Read more: Is Google's Gemini better than ChatGPT? A Comparison
This process means that GPT-4 would lose a lot of crucial information and it can’t directly observe tone, multiple speakers, or background noises, and can’t output laughter, singing, or express emotion.
But with GPT-4o – which is trained across text, vision, and audio – all inputs and outputs are processed by the same neural network. And Since this is OpenAI’s first model combining all of these modalities, we are still just scratching the surface of exploring what the model can do compared to ChatGPT and GPT-4.
GPT-4o vs other models: Comparing the benchmarks
GPT-4o is marginally better than many of the other models on the market today, beating models, including Claude 3, Gemini and LlaMa 3 on the multiple benchmarks tested by OpenAI. These benchmarks included reasoning, text evaluation, Audio ASR performance and the M3Exam.
One of the most notable improvements with GPT-4o was in reasoning. The AI model set a new high score of 88.7% on 0-shot COT MMLU general knowledge questions, which is the highest score ever recorded of any AI model on the market.

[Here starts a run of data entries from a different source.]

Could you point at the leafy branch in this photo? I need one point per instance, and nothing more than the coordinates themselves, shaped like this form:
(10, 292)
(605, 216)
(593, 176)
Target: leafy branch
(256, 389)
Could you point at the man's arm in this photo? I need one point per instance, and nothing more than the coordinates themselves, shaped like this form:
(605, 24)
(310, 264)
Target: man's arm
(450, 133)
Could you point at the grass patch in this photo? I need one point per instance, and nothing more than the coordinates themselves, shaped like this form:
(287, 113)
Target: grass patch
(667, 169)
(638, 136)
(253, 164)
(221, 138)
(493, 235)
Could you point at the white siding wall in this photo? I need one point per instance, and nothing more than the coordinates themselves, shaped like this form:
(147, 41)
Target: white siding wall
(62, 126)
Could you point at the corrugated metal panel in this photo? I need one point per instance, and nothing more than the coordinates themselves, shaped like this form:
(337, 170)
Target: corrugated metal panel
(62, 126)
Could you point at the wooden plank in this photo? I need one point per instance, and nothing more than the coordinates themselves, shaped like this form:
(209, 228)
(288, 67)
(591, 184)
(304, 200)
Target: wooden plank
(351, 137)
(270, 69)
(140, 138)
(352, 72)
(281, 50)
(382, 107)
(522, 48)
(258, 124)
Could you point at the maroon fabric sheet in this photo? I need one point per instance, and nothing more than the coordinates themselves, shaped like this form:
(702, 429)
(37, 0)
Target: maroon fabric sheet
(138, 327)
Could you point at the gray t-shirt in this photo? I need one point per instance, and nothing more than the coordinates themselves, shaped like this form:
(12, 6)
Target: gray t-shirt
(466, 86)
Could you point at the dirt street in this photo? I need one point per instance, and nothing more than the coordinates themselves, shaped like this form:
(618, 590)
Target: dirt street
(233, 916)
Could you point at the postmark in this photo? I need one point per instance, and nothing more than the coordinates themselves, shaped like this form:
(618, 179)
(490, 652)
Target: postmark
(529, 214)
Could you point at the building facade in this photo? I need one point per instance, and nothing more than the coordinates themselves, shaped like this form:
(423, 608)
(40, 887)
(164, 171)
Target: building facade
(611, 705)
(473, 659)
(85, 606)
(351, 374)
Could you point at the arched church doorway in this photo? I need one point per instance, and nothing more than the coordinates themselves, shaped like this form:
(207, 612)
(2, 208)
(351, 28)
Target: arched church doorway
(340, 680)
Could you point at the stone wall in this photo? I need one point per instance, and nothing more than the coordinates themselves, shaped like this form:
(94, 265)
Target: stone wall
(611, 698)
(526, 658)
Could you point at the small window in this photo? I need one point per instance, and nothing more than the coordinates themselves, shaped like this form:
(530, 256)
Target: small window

GPT-4o also outperformed all other models on visual perception benchmarks including MMMU, and ChartQA as 0-shot CoT. It also broke the record for AI models on the MathVista exam, scoring an impressive 63.8 compared to GPT-4 Turbo’s 58/1 and Gemini’s 53.0.
How do you access GPT-4o?
You can use GPT-4o for free in the OpenAI Playground, which allows you to experiment with GPT-4o through a web interface. You can access it if you have an OpenAI API account, but creating one is free.
If you want to integrate GPT-4o into your own application, you'll need an OpenAI API account. GPT-4o is available through several OpenAI APIs, including Chat Completions, Assistants, and Batch APIs [1]. This option may require some programming knowledge.